The first quarter of 2026 marked the worst opening quarter for tech employment since 2023, with approximately 78,557 workers losing their jobs between January and April, according to an analysis by RationalFX reported by Nikkei Asia. More striking than the headline figure is what companies say is driving it: nearly half of all cuts — roughly 37,638 positions — were directly or indirectly linked to AI adoption and workflow automation.
The Numbers Paint a Stark Picture
The United States bore the brunt of the downturn, accounting for more than 76% of all cuts, or approximately 60,000 jobs. The data, compiled from company announcements, labor department records, and job trackers, suggests that Q1 2026 was worse for tech layoffs than the same period in either 2024 or 2025.
Oracle was among the most prominent companies conducting large-scale reductions, reportedly cutting upwards of 25,000 positions — roughly 18% of its global workforce — as part of a broader restructuring tied to its AI infrastructure investments, though the company has not officially confirmed the total number.
AI as Driver — or Scapegoat?
Not everyone is convinced that artificial intelligence deserves nearly half the blame. Babak Hodjat, Chief AI Officer at Cognizant, pushed back on the narrative, suggesting that "much of the workforce reduction could be motivated more by the anticipations regarding AI than efficiency improvements." He added that AI sometimes becomes a "scapegoat from a financial perspective" for companies that over-hired during earlier boom cycles and are now resizing.

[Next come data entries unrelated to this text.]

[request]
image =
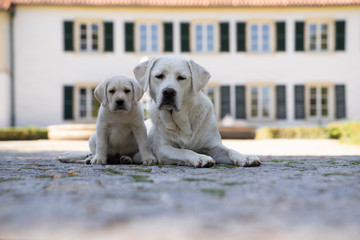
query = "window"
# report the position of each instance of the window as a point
(318, 102)
(318, 37)
(86, 105)
(89, 35)
(204, 37)
(261, 102)
(261, 37)
(149, 37)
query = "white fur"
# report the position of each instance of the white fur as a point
(186, 131)
(120, 130)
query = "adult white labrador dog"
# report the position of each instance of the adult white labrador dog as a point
(120, 135)
(184, 128)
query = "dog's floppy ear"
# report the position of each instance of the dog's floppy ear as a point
(100, 92)
(138, 92)
(142, 72)
(200, 76)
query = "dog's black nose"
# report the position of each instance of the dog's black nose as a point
(119, 102)
(169, 92)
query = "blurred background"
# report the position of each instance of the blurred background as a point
(274, 64)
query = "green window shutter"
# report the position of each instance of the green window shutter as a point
(241, 36)
(299, 102)
(225, 100)
(340, 107)
(129, 37)
(340, 34)
(185, 37)
(299, 36)
(168, 37)
(68, 36)
(224, 37)
(281, 102)
(68, 102)
(108, 37)
(280, 36)
(240, 102)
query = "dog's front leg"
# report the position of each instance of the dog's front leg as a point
(141, 138)
(224, 155)
(171, 155)
(102, 136)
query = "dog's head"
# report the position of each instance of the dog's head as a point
(118, 93)
(173, 81)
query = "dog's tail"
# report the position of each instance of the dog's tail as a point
(73, 157)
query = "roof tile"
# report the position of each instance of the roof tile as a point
(4, 4)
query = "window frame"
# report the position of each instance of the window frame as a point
(160, 36)
(205, 45)
(89, 99)
(330, 101)
(77, 35)
(272, 102)
(318, 34)
(271, 32)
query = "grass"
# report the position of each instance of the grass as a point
(224, 166)
(111, 171)
(214, 191)
(233, 183)
(278, 160)
(141, 178)
(27, 133)
(44, 176)
(198, 179)
(147, 170)
(9, 179)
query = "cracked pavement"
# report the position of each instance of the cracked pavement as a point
(312, 194)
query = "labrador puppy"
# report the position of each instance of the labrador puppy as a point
(184, 128)
(120, 129)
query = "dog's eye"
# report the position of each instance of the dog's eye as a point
(160, 76)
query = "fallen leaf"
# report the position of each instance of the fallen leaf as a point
(56, 175)
(72, 174)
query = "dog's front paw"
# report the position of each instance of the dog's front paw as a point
(98, 160)
(203, 161)
(126, 160)
(150, 160)
(244, 160)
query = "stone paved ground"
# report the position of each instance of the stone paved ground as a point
(311, 191)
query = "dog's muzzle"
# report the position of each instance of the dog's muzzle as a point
(120, 104)
(168, 99)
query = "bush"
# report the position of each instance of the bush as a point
(347, 132)
(30, 133)
(350, 132)
(291, 132)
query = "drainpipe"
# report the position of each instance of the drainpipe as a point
(12, 67)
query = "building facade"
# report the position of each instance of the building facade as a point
(279, 63)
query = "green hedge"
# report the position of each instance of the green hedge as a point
(348, 132)
(29, 133)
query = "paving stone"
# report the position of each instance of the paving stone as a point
(288, 197)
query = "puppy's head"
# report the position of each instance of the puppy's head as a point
(173, 81)
(118, 93)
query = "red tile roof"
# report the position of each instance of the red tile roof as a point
(184, 3)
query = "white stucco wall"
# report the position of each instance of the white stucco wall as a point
(43, 68)
(4, 70)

Hodjat noted that real productivity benefits from enterprise AI integration could still take six months to a year to materialize, meaning many companies may be cutting staff in anticipation of gains that have not yet arrived. "You do need that last mile to make all these systems work for an enterprise," he said.
Contrasting Approaches
The layoff wave is far from universal. Cognizant itself is investing heavily in AI capabilities, opening new AI labs in San Francisco and Bengaluru while prioritizing employee reskilling over mass terminations. IBM has reportedly tripled its entry-level hiring in 2026, arguing that even AI-capable workflows still require human expertise and oversight.
These divergent strategies highlight a growing split in the industry between companies treating AI as a reason to shrink their workforce and those viewing it as an opportunity to retrain and redeploy talent.
What Comes Next
Analysts warn that the current figures may understate the true employment impact of AI adoption. As enterprise AI tools mature and deliver measurable productivity gains over the coming months, a second wave of workforce restructuring could follow — this time driven by demonstrated efficiencies rather than speculation.
For the nearly 80,000 workers already affected, the distinction between AI-driven displacement and AI-justified downsizing offers little comfort. What is clear is that the labor market disruption long predicted by AI researchers is no longer theoretical — it is showing up in quarterly earnings calls and severance packages across the industry.